Dom Cláudio um operário da messe do Senhor. Cristão comprometido com as mesmas causas de Jesus. Um frade Franciscano (O.F.M), viveu a simplicidade frugal do “Poverello de Assis”, seja nas causas sindicais operárias urbanas, seja na defesa de uma Igreja comprometida com a “Casa Comum” e o “Bem Viver” dos povos da floresta. Se no dizer de Jesus, “A messe é grande, mas os trabalhadores são poucos”. (Mt 9,37), Dom Cláudio foi um destes poucos operários que dedicou a sua vida à messe. Num mundo marcado por falsos “Messias” e pastores movidos a dinheiro sujo de negociatas, são poucos os que se arriscam a cumprir fielmente a proposta de Jesus, sendo operários da messe.
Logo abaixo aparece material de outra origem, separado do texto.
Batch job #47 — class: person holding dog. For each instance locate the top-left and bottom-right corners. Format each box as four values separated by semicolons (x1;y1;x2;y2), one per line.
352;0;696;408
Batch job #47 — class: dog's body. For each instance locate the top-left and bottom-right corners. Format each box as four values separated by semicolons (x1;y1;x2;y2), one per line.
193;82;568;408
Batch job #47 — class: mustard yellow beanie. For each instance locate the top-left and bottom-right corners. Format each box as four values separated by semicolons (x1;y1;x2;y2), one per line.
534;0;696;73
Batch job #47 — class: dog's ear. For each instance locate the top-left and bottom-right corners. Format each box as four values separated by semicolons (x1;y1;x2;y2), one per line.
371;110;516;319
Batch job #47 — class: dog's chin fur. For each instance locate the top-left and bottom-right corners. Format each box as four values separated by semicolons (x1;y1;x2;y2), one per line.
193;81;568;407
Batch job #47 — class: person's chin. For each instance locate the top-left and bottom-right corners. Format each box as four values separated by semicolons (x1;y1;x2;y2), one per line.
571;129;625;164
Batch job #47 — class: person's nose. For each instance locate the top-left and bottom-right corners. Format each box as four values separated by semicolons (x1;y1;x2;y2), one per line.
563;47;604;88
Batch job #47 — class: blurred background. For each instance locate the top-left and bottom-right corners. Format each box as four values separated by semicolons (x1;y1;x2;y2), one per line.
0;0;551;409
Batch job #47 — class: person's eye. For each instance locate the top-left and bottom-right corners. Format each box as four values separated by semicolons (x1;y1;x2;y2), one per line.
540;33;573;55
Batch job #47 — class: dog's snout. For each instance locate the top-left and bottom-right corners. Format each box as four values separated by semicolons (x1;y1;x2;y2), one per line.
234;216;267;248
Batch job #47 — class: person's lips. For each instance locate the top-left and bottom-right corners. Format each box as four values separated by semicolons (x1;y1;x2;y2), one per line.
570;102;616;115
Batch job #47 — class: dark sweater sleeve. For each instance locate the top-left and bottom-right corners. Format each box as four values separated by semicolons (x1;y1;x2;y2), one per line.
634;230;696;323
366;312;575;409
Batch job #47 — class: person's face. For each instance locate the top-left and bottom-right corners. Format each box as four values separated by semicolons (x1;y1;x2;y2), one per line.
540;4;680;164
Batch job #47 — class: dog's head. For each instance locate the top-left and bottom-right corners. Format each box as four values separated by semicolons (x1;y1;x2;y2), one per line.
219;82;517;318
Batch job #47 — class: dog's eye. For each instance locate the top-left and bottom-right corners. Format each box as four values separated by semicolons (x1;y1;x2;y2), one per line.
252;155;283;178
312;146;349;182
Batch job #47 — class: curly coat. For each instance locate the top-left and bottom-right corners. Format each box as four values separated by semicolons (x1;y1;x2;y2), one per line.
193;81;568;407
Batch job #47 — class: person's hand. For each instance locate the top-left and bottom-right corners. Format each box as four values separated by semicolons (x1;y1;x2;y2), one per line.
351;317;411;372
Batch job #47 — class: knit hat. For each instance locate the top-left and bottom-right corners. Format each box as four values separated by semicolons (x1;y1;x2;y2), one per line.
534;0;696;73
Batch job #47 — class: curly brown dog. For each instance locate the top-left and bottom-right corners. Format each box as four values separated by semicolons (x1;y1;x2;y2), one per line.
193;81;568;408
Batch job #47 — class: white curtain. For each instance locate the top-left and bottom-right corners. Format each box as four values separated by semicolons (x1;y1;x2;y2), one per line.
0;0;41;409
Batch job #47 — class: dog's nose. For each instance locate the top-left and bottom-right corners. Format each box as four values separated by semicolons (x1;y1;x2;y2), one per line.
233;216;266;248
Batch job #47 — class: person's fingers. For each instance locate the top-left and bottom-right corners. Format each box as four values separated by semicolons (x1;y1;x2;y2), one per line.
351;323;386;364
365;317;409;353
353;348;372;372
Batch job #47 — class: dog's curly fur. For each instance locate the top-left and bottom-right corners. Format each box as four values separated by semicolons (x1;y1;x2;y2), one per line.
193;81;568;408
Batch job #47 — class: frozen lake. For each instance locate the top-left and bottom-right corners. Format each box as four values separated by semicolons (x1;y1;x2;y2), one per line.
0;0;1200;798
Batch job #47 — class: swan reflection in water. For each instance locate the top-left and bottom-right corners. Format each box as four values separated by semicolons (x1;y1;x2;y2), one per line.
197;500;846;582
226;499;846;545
Vivemos numa realidade muito triste de um povo maltratado e abatido. Um povo que perdeu a esperança de dias vindouros melhores, seja por causa da atuação nefasta de seus representantes políticos, seja por causa também da atuação dos falsos messias e pastores de si mesmos e de seus interesses mesquinhos. A liturgia do dia de hoje nos faz um alerta quanto a esta situação, seja no tempo de Jesus, seja nos dias atuais. Faltam operários comprometidos com a proposta de Jesus, justamente Ele que teve como missão diante da messe: “andava por toda a Galileia, ensinando em suas sinagogas, pregando a Boa Notícia do Reino, e curando todo tipo de doença e enfermidade do povo”. (Mt 4,23) Reino e missão duas perspectivas que se fundem, numa só proposta, no intuito de levar adiante os anseios de Deus em Jesus. Sejamos, pois os operários e as operárias desta mesma messe do Senhor. O trabalho é árduo e urgente, necessitando assim de pessoas dispostas a continuar a obra de Jesus. Dom Claudio, o operário do Reino que hoje descansa na Glória do Pai.